King ordered the mobilisation of military
For, at that same time, 900 miles away, another ultimatum was being ignored as Hitler’s army invaded Poland, backed by the biggest artillery blitzkrieg in history. The invasion triggered the start of World War II, formally declared 48 hours later by Neville Chamberlain when he realised his agreement with Germany to leave Poland alone had been shrugged off by a rampant Adolf Hitler.
Soon after ringing out for my parents’ wedding, the bells of St Mary’s Church, Clymping, were silent, in common with Britain’s other 16,000 churches and 43 cathedrals, for much of WW2. Later that day, the newly launched BBC television service was suspended, and the King ordered the full mobilisation of the army, navy and air force.
That order included my father, whose skills as an aircraft frame rigger were in line with the training, professionalism and dedication of RAF ground crews. These skills were to prove vital in keeping planes flying in the war that was just about to start.
The honeymoon was cut short, and it may have been only a few days riding along the South Downs on a tandem —”A bicycle made for two,” as the popular song of the day had it. The newlyweds listened to the prime minister’s formal “We are at war with Germany” announcement on the radio. Like millions of others, they worried about their future.
My dad went back to RAF Ford to see if they could move into “married quarters” and to get stuck into the Nazis threatening to invade England. My mother found herself living in a succession of homes adjacent to RAF airfields and facilities. The first allocated accommodation started in nearby Littlehampton, and eventually, new postings for my dad progressed as far as Aberdeen.
Two years, two months and 28 days after the runaway wedding, I was born in Nunsthorpe, Lincolnshire and after that shared my mother’s nomadic “camp following.” My sister Sylvia’s birth in April 1945 in Oldham, Lancashire, was celebrated with a short leave for my father. However, it wasn’t until April 1946 that we started to live together as a complete family for the first time – in my mother’s home town, Failsworth.
UPDATE
RNAS operations at Ford, Clymping, became known as HMS Peregrine, a land base for training Fleet Air Arm personnel. 712 Navy Air Squadron was active there from 1936 to 1940. Shortly after German Stuka bombers attacked the airfield in 1940, the Ford airfield was incorporated into the RAF as a night fighter base. It also housed the Aerial Photography School. RAF Ford was heavily involved in the air war to the D-Day Normandy landings and beyond.

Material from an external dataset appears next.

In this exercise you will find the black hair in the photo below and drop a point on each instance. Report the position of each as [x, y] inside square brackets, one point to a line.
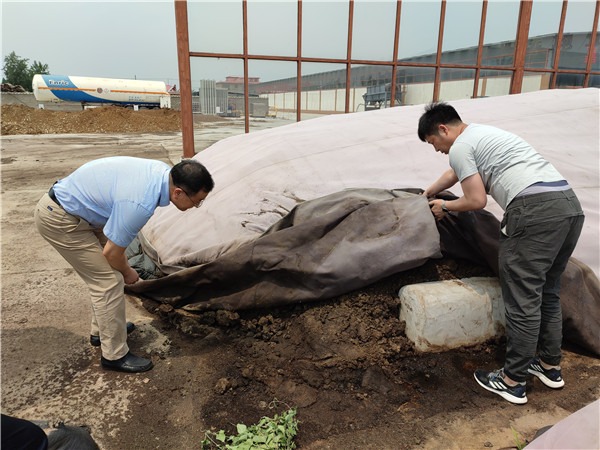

At the onset of the Second World War, the Fleet Air Arm consisted of 20 squadrons with only 232 aircraft. By the end of the war, the strength of the Fleet Air Arm was 59 aircraft carriers, 3,700 aircraft, 72,000 officers and men and 56 air stations.
Two standards are laid up at St Mary’s Church: the Royal Naval Association and the Royal Air Force Association. The wooden plaque is for HMS Peregrine, the Royal Naval Air Station at Ford during World War II. The churchyard contains a memorial to 28 service personnel and civilians who died in an air raid on 18 August 1940. The Commonwealth War Graves Commission also maintains a number of war graves.
In 1961, an IBM 704 at Bell Labs was programmed to sing “Daisy Bell” in the earliest demonstration of computer speech synthesis. This recording has been included in the United States National Recording Registry.[5] – Source Wikipedia
Science fiction author Arthur C. Clarke witnessed the IBM 704 demonstration during a trip to Bell Labs in 1962. He referred to it in the 1968 novel and film 2001: A Space Odyssey, in which the HAL 9000 computer sings “Daisy Bell” during its gradual deactivation – Source Wikipedia.